Sage is the herbal equivalent of the blueberry. It’s a small edible item that is reputed to have astonishing curative powers. Herbal and nutrition Web sites say it was prescribed in ancient times for pretty much every ailment, and the list of unpleasant things it’s supposed to reduce includes sweating, bad breath and menstrual cramps. Sage has a lot of tannins in it (tannins are also used to cure leather), and supposedly this means you can use it to brush your teeth. In  liquid form it can be used as a mouthwash, and is believed to help relieve sore throats (apparently sage helps reduce all types of swelling).

 I was especially intrigued by one report that said if you grind sage up into a paste it can act as a natural bug repellent; unfortunately, to make the paste you have to mix the crushed sage leaves with saliva.

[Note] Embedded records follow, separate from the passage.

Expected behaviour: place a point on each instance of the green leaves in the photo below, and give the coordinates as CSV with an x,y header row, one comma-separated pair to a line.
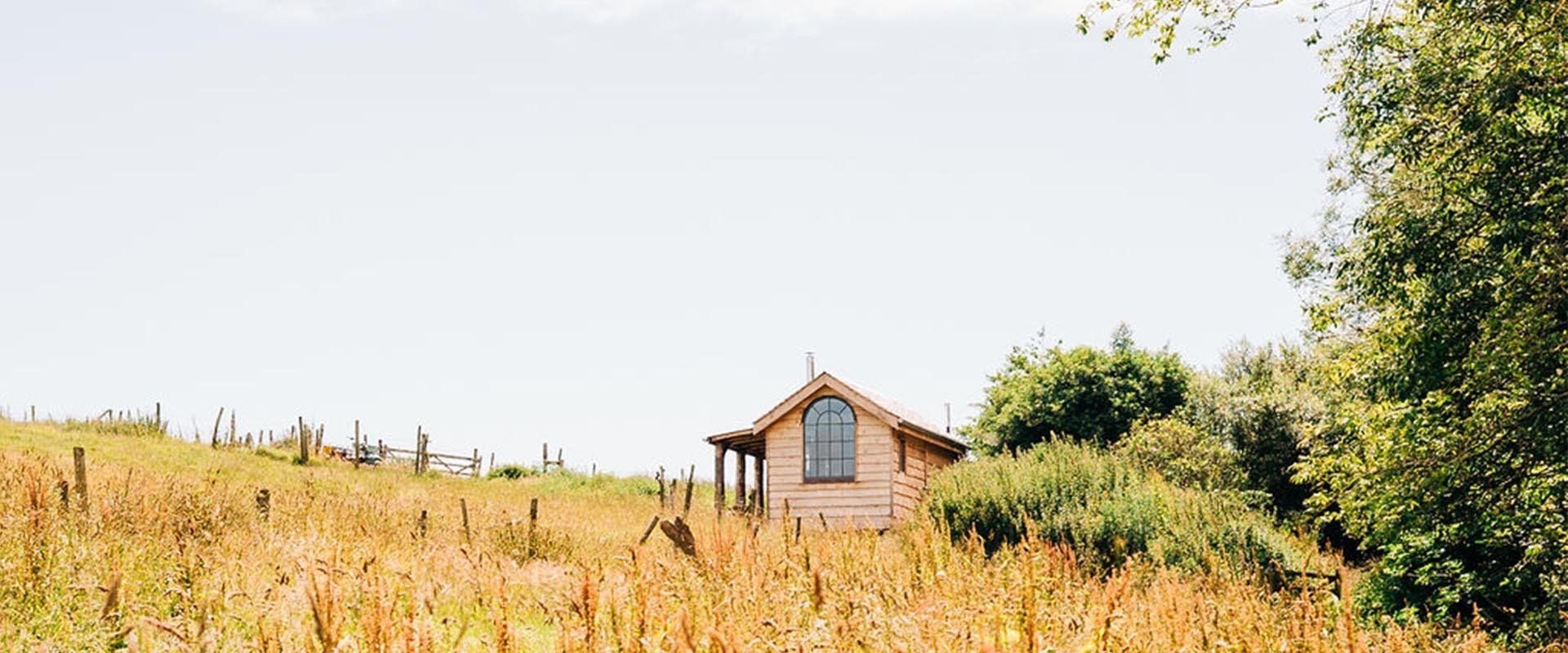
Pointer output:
x,y
1085,393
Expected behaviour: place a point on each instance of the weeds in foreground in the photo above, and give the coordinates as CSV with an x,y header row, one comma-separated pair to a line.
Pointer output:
x,y
172,552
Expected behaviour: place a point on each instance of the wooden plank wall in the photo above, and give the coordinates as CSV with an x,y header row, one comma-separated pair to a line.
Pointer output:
x,y
866,501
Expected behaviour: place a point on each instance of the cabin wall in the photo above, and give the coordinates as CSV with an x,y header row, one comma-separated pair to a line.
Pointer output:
x,y
862,503
922,460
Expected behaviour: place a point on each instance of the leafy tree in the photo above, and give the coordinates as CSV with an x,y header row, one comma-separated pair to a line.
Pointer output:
x,y
1440,290
1263,407
1084,393
1183,455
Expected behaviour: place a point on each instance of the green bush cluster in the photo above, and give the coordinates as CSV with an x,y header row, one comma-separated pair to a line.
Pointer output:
x,y
1107,509
511,472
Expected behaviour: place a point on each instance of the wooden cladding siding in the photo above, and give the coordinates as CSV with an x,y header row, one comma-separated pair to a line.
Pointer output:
x,y
862,501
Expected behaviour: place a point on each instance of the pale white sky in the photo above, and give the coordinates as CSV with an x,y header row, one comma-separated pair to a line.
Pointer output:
x,y
618,224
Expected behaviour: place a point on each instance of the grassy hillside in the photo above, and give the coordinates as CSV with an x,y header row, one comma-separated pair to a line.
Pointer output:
x,y
172,553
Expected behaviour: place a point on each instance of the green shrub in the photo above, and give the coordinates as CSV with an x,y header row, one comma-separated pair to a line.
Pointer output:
x,y
1183,455
1107,509
511,472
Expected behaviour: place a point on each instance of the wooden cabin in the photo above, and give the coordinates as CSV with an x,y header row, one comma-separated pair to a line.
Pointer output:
x,y
833,453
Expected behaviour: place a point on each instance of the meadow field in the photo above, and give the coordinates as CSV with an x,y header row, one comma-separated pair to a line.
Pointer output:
x,y
173,552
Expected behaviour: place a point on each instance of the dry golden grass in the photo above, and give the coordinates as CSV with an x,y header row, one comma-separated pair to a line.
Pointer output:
x,y
172,553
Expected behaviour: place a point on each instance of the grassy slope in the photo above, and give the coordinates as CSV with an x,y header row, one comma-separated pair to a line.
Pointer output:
x,y
341,562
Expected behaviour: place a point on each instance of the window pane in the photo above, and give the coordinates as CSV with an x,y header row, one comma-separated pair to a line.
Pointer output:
x,y
828,439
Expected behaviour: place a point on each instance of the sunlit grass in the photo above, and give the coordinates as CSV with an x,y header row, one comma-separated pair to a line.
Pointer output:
x,y
173,553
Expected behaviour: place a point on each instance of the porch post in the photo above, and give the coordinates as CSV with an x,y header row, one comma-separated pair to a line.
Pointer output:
x,y
741,481
761,504
719,478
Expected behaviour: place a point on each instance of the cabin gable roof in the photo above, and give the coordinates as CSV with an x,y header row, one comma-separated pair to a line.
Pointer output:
x,y
896,415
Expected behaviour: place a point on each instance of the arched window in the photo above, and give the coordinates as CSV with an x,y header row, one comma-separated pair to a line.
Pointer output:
x,y
830,441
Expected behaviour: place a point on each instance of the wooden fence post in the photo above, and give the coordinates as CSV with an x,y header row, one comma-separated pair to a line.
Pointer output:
x,y
466,536
690,481
216,428
648,531
78,458
305,443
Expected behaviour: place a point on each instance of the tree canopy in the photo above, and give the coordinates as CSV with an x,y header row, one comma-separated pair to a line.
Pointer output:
x,y
1080,393
1438,291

I have a lovely big sage plant in my yard, that I grew from a cutting that someone gave me (really, it was  just a branch that I ripped off and then planted in my yard). In summer and fall, I stuff it under the skin of chickens and chicken breasts before I roast them; and I always put several clusters of sage leaves in a skillet or roasting pan underneath steak.

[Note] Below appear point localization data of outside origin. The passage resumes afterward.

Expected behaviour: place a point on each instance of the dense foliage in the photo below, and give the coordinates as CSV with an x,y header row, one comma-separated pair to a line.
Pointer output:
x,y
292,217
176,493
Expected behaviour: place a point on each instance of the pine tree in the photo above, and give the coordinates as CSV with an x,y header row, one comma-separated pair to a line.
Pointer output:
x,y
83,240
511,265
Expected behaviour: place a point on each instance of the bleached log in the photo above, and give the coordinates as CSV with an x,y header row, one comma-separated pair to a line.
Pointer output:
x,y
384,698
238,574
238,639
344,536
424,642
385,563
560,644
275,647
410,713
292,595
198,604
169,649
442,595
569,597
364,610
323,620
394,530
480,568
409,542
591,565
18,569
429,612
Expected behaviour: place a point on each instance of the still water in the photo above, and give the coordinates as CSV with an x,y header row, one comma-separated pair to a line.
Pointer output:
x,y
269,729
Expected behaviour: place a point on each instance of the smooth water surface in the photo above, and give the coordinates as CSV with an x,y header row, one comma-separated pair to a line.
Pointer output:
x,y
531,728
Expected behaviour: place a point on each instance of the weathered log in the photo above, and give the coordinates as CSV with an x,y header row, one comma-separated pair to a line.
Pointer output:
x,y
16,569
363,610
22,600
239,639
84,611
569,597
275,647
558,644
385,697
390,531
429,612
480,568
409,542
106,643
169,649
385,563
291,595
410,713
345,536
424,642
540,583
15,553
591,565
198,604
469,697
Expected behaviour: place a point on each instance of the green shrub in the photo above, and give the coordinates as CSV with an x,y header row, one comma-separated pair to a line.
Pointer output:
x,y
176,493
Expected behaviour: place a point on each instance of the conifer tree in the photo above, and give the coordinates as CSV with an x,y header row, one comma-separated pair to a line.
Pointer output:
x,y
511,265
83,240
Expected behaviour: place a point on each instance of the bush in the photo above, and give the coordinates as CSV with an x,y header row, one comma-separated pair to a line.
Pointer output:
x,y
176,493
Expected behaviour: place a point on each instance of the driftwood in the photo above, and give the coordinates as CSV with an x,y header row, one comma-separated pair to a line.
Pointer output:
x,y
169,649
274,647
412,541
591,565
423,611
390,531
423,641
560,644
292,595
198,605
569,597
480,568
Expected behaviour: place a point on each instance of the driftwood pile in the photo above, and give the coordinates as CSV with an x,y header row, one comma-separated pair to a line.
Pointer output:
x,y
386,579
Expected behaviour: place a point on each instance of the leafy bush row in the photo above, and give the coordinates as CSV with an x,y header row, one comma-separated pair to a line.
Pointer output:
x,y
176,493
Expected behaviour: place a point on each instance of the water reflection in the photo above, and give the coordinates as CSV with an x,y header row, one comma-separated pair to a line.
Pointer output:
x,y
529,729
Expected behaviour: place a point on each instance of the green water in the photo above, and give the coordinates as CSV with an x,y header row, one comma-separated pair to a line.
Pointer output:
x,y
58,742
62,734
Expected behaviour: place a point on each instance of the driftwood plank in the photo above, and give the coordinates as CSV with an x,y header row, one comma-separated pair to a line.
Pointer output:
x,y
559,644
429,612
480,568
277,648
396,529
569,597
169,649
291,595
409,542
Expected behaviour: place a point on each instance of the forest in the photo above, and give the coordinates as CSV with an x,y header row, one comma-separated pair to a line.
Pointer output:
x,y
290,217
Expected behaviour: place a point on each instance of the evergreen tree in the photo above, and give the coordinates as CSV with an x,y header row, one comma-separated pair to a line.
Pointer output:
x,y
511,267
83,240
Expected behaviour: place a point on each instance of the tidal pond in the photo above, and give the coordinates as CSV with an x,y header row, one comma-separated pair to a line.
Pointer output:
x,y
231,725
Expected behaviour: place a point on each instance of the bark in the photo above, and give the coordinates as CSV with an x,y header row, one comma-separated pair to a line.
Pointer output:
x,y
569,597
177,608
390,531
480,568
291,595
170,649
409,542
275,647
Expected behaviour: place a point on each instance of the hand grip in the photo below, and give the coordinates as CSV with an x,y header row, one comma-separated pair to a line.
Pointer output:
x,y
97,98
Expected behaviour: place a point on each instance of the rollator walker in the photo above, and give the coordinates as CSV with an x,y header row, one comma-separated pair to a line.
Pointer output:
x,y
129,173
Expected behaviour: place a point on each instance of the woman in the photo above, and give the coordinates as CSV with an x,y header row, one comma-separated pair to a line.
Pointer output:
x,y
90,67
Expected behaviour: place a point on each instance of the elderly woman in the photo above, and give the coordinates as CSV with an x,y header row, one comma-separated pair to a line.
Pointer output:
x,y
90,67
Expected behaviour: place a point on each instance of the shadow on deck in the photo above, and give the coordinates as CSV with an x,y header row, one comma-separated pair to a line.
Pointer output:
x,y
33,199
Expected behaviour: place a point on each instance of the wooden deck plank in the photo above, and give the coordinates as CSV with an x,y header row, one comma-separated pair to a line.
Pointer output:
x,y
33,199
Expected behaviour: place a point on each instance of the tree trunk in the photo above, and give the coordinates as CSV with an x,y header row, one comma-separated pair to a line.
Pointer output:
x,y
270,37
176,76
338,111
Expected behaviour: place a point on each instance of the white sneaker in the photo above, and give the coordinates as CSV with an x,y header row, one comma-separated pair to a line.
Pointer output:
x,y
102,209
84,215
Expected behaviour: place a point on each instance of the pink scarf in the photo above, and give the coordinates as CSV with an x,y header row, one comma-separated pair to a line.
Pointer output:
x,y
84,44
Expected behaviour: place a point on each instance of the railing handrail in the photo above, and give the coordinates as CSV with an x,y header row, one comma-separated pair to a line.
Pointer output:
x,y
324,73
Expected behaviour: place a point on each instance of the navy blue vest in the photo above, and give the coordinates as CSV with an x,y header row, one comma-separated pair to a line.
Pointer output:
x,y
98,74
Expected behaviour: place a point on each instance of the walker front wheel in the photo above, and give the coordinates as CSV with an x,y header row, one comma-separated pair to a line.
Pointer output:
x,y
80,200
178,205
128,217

At the end of the growing season, I used to cut off numerous branches to dry them. I still have sage branches from three years ago. Because, frankly, they get dry and dusty and unappealing, so I never use them.

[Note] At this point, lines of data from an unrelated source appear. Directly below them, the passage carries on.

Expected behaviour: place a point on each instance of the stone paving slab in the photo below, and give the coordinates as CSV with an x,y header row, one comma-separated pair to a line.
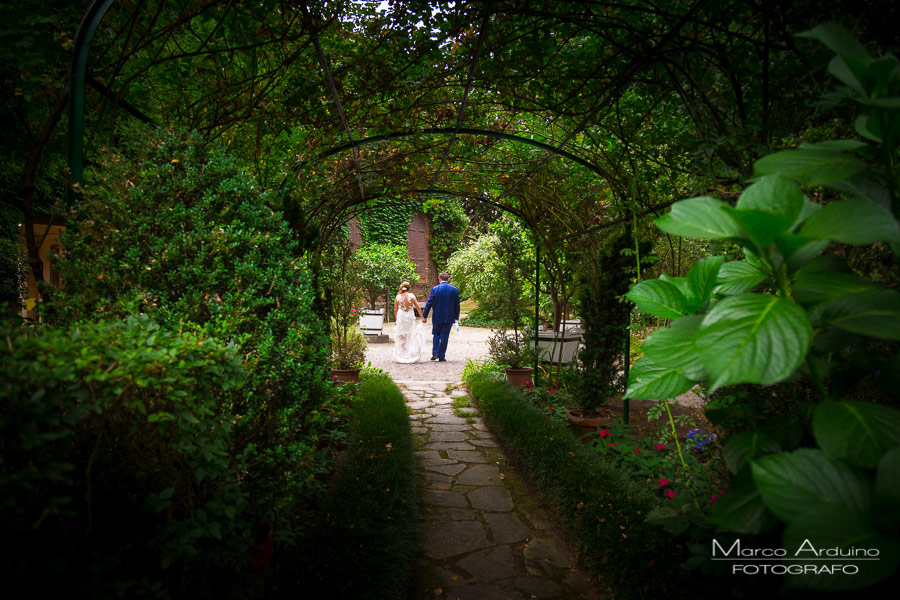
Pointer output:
x,y
483,537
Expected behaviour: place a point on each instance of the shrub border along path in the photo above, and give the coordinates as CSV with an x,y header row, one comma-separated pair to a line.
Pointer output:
x,y
483,535
602,511
365,540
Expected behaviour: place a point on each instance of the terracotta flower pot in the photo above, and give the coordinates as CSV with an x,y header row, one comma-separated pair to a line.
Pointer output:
x,y
345,375
517,376
584,424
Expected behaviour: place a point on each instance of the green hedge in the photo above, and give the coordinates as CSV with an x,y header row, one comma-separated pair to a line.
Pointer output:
x,y
601,510
364,541
115,475
170,225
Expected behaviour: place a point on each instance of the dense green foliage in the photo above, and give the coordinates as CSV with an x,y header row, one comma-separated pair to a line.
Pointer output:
x,y
794,309
171,228
605,315
387,222
601,509
382,268
364,538
449,223
118,470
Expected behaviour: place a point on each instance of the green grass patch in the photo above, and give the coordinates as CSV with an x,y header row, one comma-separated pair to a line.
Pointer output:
x,y
601,510
364,541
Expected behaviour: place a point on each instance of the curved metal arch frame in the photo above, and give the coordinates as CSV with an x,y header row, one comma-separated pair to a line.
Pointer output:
x,y
77,71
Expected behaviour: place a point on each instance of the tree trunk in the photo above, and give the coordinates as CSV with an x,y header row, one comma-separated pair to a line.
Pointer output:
x,y
28,177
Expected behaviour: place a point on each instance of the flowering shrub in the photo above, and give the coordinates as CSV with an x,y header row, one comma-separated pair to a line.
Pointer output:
x,y
659,464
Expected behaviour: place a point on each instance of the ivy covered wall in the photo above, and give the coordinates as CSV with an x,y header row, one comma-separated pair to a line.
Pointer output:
x,y
387,221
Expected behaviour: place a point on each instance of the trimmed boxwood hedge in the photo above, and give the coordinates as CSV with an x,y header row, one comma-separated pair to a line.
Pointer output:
x,y
600,508
365,539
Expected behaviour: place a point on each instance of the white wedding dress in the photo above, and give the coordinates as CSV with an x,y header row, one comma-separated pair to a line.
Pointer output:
x,y
409,338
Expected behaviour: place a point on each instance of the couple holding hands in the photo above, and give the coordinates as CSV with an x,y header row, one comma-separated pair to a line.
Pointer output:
x,y
409,338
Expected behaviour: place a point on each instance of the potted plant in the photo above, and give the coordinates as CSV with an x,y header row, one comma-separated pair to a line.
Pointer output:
x,y
343,293
348,351
512,351
606,318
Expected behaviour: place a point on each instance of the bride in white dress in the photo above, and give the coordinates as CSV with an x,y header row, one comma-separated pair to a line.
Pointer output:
x,y
408,335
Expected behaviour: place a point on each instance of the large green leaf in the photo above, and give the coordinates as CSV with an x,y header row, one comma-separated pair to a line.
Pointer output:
x,y
740,448
775,195
798,250
810,167
650,381
753,338
658,298
859,433
742,509
826,527
738,277
887,478
674,347
838,40
793,483
701,218
786,431
702,278
873,312
865,187
759,227
813,285
852,221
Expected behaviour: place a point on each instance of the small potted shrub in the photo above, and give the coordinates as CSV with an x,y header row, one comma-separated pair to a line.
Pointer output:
x,y
348,352
512,351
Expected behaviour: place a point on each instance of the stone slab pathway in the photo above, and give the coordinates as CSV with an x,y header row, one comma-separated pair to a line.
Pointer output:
x,y
483,537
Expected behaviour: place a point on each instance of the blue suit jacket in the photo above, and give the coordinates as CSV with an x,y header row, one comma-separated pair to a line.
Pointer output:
x,y
444,299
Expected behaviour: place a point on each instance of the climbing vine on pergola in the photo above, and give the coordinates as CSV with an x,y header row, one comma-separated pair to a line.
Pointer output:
x,y
631,105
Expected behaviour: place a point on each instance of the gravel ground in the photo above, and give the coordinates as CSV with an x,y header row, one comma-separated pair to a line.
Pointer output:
x,y
469,343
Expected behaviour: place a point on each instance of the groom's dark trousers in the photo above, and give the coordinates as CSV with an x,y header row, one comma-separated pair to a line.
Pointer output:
x,y
441,333
444,300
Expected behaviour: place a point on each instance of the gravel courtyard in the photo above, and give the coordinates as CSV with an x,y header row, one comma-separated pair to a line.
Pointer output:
x,y
469,343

Last week, my friend Jennifer shared with me some recipes from the book “Under the Tuscan Sun.” One of those recipes is for sage pesto, which my mind immediately converted to sage gremolata — a similar garlic-filled green paste, but without the nuts and cheese.

I’ve been busily grinding up my sage leaves with fresh parsley (I used up all my own parsley and have been buying big lovely bunches of it on Wednesday and Saturday mornings from the tiny farmstand at The White Hart Inn), lemon zest, garlic, a touch of olive oil (just enough to hold the other ingredients together) and freshly ground pepper and coarse salt. It is utterly delicious on roast meats (add it before or after you cook the meat; obviously, it’s going to have more kick if you eat it raw, and it will be more mellow if you roast it). You can also mix it into a vinaigrette salad dressing or add it to a bowl of hummus. I apologize but I never measure before I mix my gremolata, so I can’t offer you a formal recipe. As a general rule, I use a big fat handful of sage leaves (trim off the stems) and about half as much parsley (or less; you don’t want the parsley to overwhelm the sage). I usually add about four largish garlic cloves, peeled and trimmed; and the rind of one lemon. A shallot would probably be an excellent addition, if you really like it zesty. After I’ve processed the ingredients into a paste (I don’t like it ground up too fine; it’s nice when you can still see bits of leaf and lemon rind), I squeeze lemon juice over it all, to help keep it a nice light green. And then I pack it into small plastic storage boxes and pop them in the freezer. Some people apparently freeze their pesto in ice cube trays, and then transfer the frozen cubes to freezer bags.